Source: C:\Documents and Settings\Owner\Local Settings\Temporary Internet Files\Content.IE5\KX2V0LAJ\ifr[1].htm
Risk category: Virus
Overall Risk Impact: High
Click for more information about this risk : Downloader
Action taken: Blocked
Discovered: June 8, 2001
Updated: February 13, 2007 11:50:11 AM
Type: Trojan Horse
Infection Length: varies
Systems Affected: Windows 2000, Windows 95, Windows 98, Windows Me, Windows NT, Windows XP

Downloader connects to the Internet and downloads other Trojan horses or components.

Downloader does the following:
Goes to a specific Web or FTP site that its author created and attempts to download new Trojans, viruses, worms, or their components.
After the Trojan downloads the files, it executes them.

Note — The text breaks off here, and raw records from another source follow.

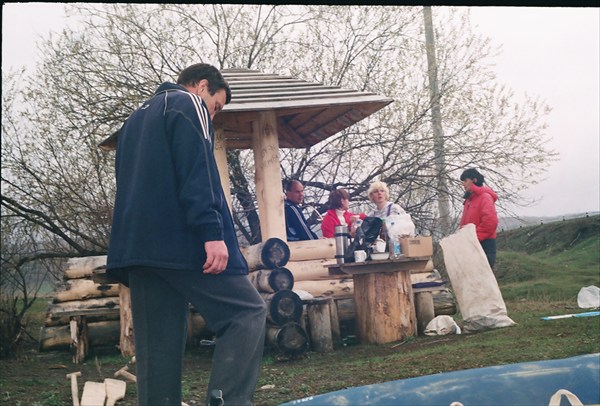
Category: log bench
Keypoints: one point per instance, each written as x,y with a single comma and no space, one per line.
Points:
383,295
423,299
79,330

Note: Virus definitions dated June 1, 2006 or earlier may detect this threat as Download.Trojan.
ProtectionVirus Definitions (LiveUpdate™ Weekly) June 13, 2001
Virus Definitions (Intelligent Updater) June 11, 2001
Threat AssessmentWildWild Level: Low
Number of Infections: 0 - 49
Number of Sites: 0 - 2
Geographical Distribution: Low
Threat Containment: Easy
Removal: Easy
DamageDamage Level: Low
DistributionDistribution Level: Low

Downloader does the following:
Goes to a specific Web or FTP site that its author created and attempts to download new Trojans, viruses, worms, or their components.
After the Trojan downloads the files, it executes them.